- Directed by: Mary Bronstein
- Story by: Mary Bronstein
- Produced by: Mark Raybin
- Starring: Mary Bronstein; Greta Gerwig; Amy Judd;
- Cinematography: Sean Price Williams; Michael Tully;
- Edited by: Ronald Bronstein
- Production companies: Frownland, Inc.
- Release date: 10 March 2008 (SXSW);
- Running time: 78 minutes
- Country: United States

= Yeast (film) =

2008 film directed by Mary Bronstein

Yeast is a 2008 American comedy film directed by Mary Bronstein starring Bronstein, Greta Gerwig, and Amy Judd. It has been characterized as a mumblecore film.

== Plot ==
Rachel is a young teacher living in Brooklyn with her roommate Alice. The pair plan to go camping with their friend Gen, but Alice drops out from the trip at the last minute. Over the course of the trip, Gen acts out in immature ways, while Rachel frequently belittles her. However, they strengthen their bond when fending off unpleasant behavior from a pair of men they meet in the woods. Eventually, Gen is fed up with Rachel and physically attacks her, after which the friends drive home in silence.

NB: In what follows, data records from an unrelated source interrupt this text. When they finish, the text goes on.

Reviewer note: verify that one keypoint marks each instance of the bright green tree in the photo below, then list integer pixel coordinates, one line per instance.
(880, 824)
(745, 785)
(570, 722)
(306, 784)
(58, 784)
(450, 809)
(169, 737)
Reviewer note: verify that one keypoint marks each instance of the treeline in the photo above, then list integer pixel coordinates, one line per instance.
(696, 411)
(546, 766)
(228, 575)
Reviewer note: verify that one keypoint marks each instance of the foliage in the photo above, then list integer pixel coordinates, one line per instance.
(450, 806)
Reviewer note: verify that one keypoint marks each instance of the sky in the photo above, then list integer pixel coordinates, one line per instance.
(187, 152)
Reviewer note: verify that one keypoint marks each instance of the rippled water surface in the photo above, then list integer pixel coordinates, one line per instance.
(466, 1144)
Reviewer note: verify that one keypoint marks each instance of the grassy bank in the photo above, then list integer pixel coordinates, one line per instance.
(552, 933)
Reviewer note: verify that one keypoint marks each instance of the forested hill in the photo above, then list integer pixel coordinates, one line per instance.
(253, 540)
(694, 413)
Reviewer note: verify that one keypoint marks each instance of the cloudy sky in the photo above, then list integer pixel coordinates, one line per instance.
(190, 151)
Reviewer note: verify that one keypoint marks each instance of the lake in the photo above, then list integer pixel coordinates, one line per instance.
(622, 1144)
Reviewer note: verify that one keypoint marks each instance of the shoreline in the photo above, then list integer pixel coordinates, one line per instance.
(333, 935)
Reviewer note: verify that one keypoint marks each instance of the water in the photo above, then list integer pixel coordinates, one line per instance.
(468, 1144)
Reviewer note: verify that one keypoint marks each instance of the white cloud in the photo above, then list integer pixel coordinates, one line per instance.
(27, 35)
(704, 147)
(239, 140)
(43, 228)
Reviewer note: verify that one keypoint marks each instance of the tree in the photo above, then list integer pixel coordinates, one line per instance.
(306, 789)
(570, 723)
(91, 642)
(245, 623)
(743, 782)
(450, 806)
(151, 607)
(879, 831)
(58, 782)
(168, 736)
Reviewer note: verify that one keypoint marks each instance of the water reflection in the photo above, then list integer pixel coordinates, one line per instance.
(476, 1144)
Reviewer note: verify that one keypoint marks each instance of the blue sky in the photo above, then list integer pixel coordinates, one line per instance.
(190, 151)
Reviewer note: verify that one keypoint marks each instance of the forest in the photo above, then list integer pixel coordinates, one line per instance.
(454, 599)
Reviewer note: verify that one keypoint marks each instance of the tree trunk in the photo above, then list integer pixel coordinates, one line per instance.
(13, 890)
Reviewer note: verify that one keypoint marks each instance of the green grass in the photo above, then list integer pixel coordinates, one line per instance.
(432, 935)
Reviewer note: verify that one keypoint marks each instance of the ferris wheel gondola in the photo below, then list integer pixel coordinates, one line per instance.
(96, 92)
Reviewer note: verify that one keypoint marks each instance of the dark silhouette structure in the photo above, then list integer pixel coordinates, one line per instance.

Back in Brooklyn, Alice and her new boyfriend, Tony, make fun of Rachel. It becomes clear that Rachel's friendship with Alice is close to being over, especially when Alice abruptly announces that she is moving to New Jersey to work at Six Flags.

Rachel invites Gen out on a picnic, but Gen reacts dismissively to her. Rachel then goes to Six Flags, where she attends Alice's freak show act. After the show, Rachel tries to approach Alice, but Alice flees. Outside, Rachel runs into Tony again, and begs him to speak to Alice. Tony makes a pretense of inviting Rachel into his car, but immediately drives away, laughing.

== Cast ==
- Mary Bronstein as Rachel, a teacher
- Amy Judd as Alice, Rachel's roommate
- Greta Gerwig as Gen, Rachel's friend
- Josh Safdie as Riverguy 1
- Benny Safdie as Riverguy 2
- Sean Price Williams as Tony, Alice's boyfriend

== Production ==
Yeast was shot on a MiniDV camcorder by Sean Price Williams, who also appears in the film as Tony. Sound was recorded by Bronstein’s husband, Ronald Bronstein, who also edited the film.

== Release ==
Yeast premiered at the 2008 South by Southwest Film Festival.